Parshall believes that the Ten Commandments can be seen as remedial in that they provoke thought and conversation about the “right and wrong way to behave.” “Not only do the Commandments describe appropriate behavior, but they are present in American law,” she argues. “Don’t pretend they’re not out there because when students get out of school, the law will meet them where they are.”

In contrast, Robert Boston, assistant director of communications for Americans United for Separation of Church and State in Washington, D.C., describes the Ten Commandments movement as a “Christian fundamentalist fad running out of gas.” Boston says he expects lawsuits challenging the legislation recently passed in Indiana, South Dakota, and Kentucky will “put a stop to it.”

Just weeks before Judge Coffman’s injunctions, Kentucky Governor Paul E. Patton, a Democrat, signed a resolution that permits the Ten Commandments to be displayed in public buildings “when incorporated into an historical display.” The bill also mandates that a monument inscribed with the Ten Commandments be restored to the capitol grounds as part of an “historical and cultural display.”

The Kentucky ACLU plans to file suit over the monument portion of the resolution, but dismisses the other part as “meaningless, feel-good legislation,” since it is not compulsory. “For that portion, we wouldn’t challenge the legislation itself; we’d challenge the posting,” says Kentucky ACLU general counsel David Friedman. “If a school posts the Ten Commandments in a lawful way, it doesn’t need the legislation.”

Yet what constitutes a “lawful way” in which to exhibit the Ten Commandments remains unclear, says Charles Haynes, senior scholar at Freedom Forum’s First Amendment Center in Nashville, Tennessee. Whether the courts will allow the Commandments to be posted as part of a larger display “in part may depend on what the display is,” he says. “In the Kentucky cases, you have the Commandments placed among civic documents, but the documents are favorable in promoting religion. That’s what did the Commandments in at this level; whether that will do them in at the Supreme Court level is a harder question.”

In 1980, the Supreme Court struck down a Kentucky statute mandating that the Ten Commandments be posted in public schools. The court argued in Stone v.
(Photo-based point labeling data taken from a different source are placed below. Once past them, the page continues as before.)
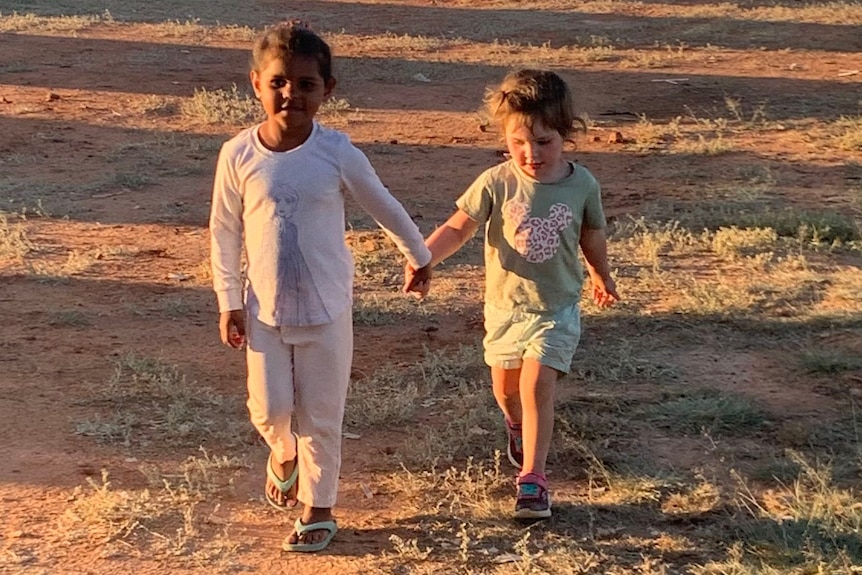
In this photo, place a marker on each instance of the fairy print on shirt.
(297, 299)
(536, 238)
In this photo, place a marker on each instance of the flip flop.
(283, 485)
(301, 529)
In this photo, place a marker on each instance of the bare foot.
(312, 515)
(282, 471)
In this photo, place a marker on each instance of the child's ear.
(254, 77)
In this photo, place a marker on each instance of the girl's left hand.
(417, 281)
(604, 291)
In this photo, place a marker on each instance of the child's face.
(536, 149)
(291, 91)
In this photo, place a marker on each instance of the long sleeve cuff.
(229, 300)
(420, 258)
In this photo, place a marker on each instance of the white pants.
(302, 372)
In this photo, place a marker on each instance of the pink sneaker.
(533, 500)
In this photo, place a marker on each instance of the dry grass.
(644, 445)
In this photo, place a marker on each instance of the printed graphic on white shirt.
(298, 300)
(536, 238)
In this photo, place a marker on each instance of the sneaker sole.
(532, 514)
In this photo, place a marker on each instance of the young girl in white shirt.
(538, 210)
(278, 197)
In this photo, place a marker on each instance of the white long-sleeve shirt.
(287, 208)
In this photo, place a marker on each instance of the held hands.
(417, 281)
(604, 290)
(231, 325)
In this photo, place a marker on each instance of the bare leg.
(506, 383)
(537, 387)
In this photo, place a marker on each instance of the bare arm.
(594, 245)
(448, 238)
(443, 242)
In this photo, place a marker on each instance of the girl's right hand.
(232, 328)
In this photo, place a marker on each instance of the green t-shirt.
(532, 235)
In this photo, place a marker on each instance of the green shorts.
(549, 338)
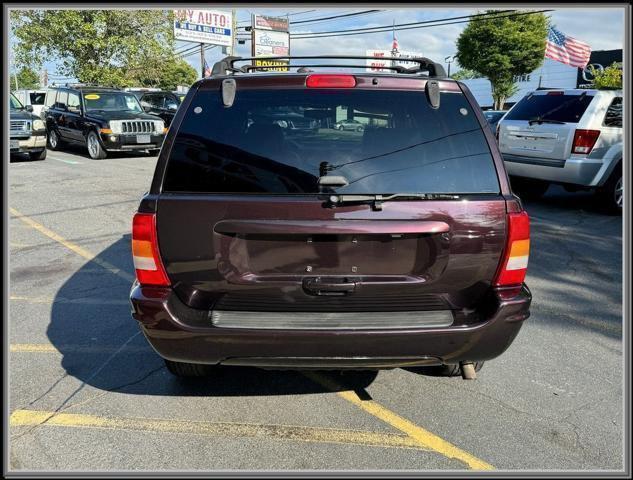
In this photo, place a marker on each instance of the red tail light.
(584, 140)
(515, 257)
(330, 81)
(147, 263)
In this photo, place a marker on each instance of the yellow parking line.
(79, 301)
(49, 348)
(72, 246)
(422, 437)
(279, 432)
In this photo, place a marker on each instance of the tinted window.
(111, 102)
(613, 117)
(282, 141)
(37, 98)
(50, 98)
(62, 97)
(562, 108)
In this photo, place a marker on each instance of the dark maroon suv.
(398, 244)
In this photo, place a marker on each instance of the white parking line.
(71, 162)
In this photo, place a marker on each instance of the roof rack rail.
(227, 64)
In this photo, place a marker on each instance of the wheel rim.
(93, 148)
(618, 193)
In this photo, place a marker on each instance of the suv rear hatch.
(542, 125)
(244, 224)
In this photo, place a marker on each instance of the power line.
(390, 28)
(405, 24)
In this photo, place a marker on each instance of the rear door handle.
(332, 287)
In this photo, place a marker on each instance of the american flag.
(567, 49)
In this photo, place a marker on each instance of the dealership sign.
(204, 26)
(376, 63)
(270, 38)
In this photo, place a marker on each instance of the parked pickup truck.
(27, 131)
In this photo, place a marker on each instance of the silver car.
(569, 137)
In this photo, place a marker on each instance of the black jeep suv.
(157, 102)
(103, 119)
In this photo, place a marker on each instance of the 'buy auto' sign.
(204, 26)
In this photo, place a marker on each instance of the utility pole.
(450, 59)
(202, 59)
(233, 31)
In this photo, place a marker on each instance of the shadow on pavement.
(89, 332)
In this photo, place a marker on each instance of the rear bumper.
(577, 171)
(180, 333)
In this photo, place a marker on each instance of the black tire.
(610, 194)
(182, 369)
(53, 140)
(451, 370)
(528, 188)
(95, 149)
(38, 155)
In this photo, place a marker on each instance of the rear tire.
(182, 369)
(528, 188)
(53, 141)
(95, 150)
(451, 370)
(611, 193)
(38, 155)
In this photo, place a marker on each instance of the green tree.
(610, 77)
(94, 46)
(465, 74)
(501, 48)
(27, 78)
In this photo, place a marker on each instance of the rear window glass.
(37, 98)
(562, 108)
(50, 98)
(280, 142)
(613, 117)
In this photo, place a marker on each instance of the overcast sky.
(602, 28)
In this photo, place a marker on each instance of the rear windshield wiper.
(377, 200)
(544, 120)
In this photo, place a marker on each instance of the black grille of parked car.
(138, 126)
(19, 126)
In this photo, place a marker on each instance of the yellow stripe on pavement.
(80, 301)
(422, 437)
(72, 246)
(50, 348)
(279, 432)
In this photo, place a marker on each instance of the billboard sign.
(204, 26)
(279, 24)
(375, 64)
(270, 38)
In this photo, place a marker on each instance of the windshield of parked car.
(281, 142)
(15, 103)
(551, 106)
(111, 102)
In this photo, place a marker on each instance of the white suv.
(570, 137)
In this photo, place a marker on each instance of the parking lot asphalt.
(87, 392)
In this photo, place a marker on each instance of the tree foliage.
(109, 47)
(27, 78)
(466, 74)
(610, 77)
(503, 47)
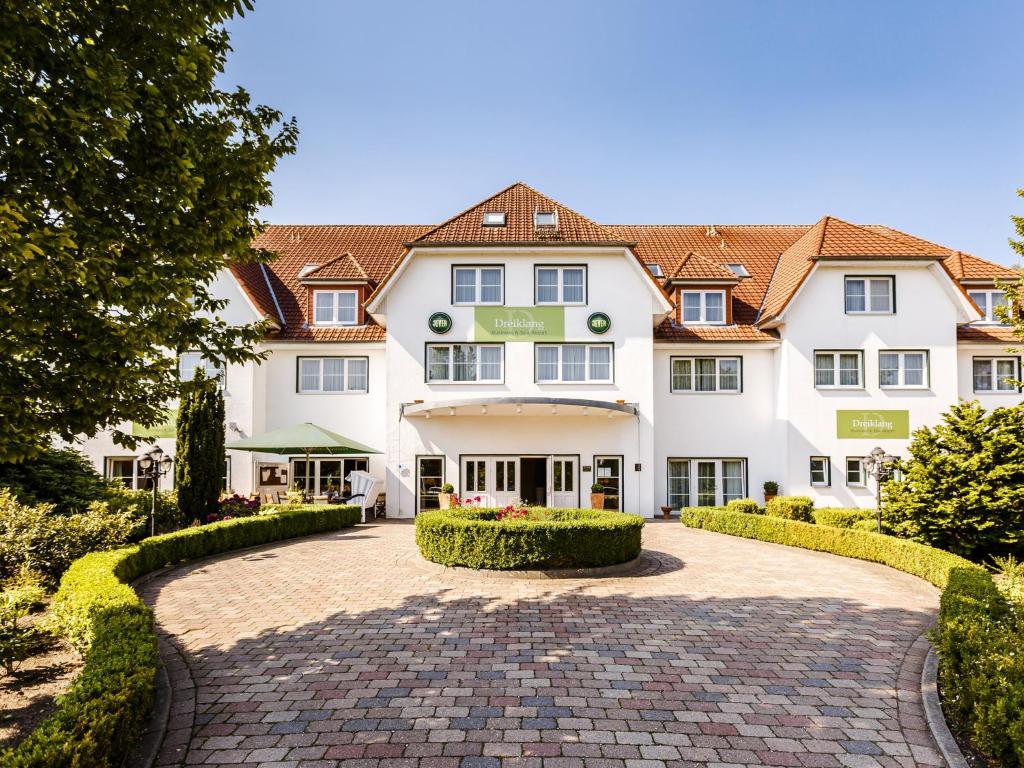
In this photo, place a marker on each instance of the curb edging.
(933, 713)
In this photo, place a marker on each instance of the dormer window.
(545, 218)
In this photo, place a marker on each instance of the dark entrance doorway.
(535, 480)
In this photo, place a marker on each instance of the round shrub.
(792, 508)
(843, 517)
(747, 506)
(543, 539)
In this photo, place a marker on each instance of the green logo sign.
(852, 424)
(519, 324)
(599, 323)
(439, 323)
(168, 428)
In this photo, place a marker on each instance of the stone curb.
(933, 713)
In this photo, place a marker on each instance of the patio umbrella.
(302, 438)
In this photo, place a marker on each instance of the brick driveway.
(723, 651)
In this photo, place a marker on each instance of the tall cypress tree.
(199, 465)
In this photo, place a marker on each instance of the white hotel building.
(521, 350)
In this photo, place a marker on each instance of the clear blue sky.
(907, 114)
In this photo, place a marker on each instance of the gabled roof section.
(518, 203)
(697, 267)
(343, 267)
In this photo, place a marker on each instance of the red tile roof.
(777, 257)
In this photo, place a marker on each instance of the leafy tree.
(128, 179)
(963, 487)
(199, 465)
(59, 476)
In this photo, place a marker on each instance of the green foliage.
(560, 539)
(199, 465)
(980, 641)
(62, 477)
(748, 506)
(791, 508)
(963, 487)
(843, 517)
(980, 636)
(102, 715)
(38, 539)
(18, 596)
(128, 180)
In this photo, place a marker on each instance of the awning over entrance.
(517, 407)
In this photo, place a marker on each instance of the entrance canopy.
(517, 407)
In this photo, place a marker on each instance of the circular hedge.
(547, 539)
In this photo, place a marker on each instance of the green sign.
(167, 428)
(853, 424)
(439, 323)
(519, 324)
(599, 323)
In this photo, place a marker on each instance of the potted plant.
(444, 498)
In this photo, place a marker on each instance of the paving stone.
(345, 648)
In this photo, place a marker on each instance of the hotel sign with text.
(519, 324)
(853, 424)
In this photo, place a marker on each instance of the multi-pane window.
(869, 296)
(189, 363)
(560, 285)
(854, 470)
(704, 307)
(820, 470)
(706, 482)
(838, 370)
(989, 302)
(706, 375)
(465, 363)
(558, 364)
(333, 375)
(478, 285)
(994, 374)
(903, 370)
(335, 307)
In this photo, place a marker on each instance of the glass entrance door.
(608, 472)
(564, 488)
(430, 477)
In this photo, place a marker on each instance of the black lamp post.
(878, 465)
(155, 465)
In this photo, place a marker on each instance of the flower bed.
(102, 715)
(509, 540)
(980, 636)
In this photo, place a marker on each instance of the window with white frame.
(995, 374)
(989, 302)
(336, 307)
(704, 307)
(820, 470)
(189, 363)
(456, 364)
(706, 482)
(478, 285)
(854, 470)
(903, 370)
(707, 375)
(839, 370)
(333, 375)
(562, 364)
(560, 285)
(869, 296)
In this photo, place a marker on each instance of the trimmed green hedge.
(980, 636)
(568, 538)
(103, 714)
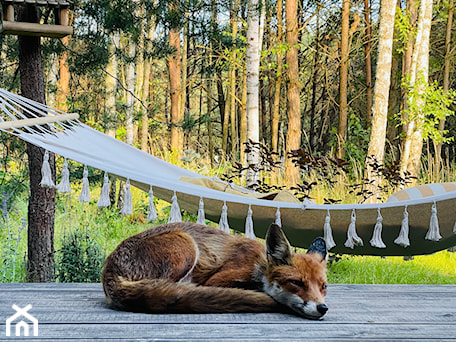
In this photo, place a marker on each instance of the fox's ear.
(278, 248)
(318, 246)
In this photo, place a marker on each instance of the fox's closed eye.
(298, 283)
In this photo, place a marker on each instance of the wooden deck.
(357, 312)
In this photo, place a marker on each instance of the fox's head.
(297, 281)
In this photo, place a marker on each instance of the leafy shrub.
(80, 259)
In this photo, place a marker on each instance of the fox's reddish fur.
(186, 267)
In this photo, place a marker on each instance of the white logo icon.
(20, 318)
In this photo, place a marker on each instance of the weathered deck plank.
(357, 312)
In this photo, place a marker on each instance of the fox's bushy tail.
(162, 295)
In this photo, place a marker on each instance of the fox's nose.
(322, 308)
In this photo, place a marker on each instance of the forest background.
(353, 87)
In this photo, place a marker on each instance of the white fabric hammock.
(393, 228)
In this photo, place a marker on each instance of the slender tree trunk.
(278, 82)
(419, 70)
(446, 77)
(367, 58)
(253, 84)
(243, 116)
(376, 148)
(412, 11)
(174, 66)
(41, 208)
(343, 81)
(63, 89)
(232, 78)
(111, 85)
(293, 141)
(130, 100)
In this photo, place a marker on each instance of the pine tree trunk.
(63, 89)
(376, 148)
(253, 84)
(446, 77)
(367, 58)
(278, 82)
(419, 70)
(293, 91)
(130, 100)
(41, 208)
(343, 79)
(174, 67)
(111, 86)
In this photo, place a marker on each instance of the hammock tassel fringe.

Graham that “the Ten Commandments are undeniably a sacred text,” but allowed for the Commandments to be “integrated into the school curriculum, where the Bible may constitutionally be used in an appropriate study of history, civilization, ethics, comparative religion, or the like.”

The states, Haynes points out, are aiming to craft legislation that will hold under Stone by emphasizing the context in which the Commandments may be displayed. “This is why the recent cases in Kentucky are significant,” he argues. “It indicates that the courts may not buy that.”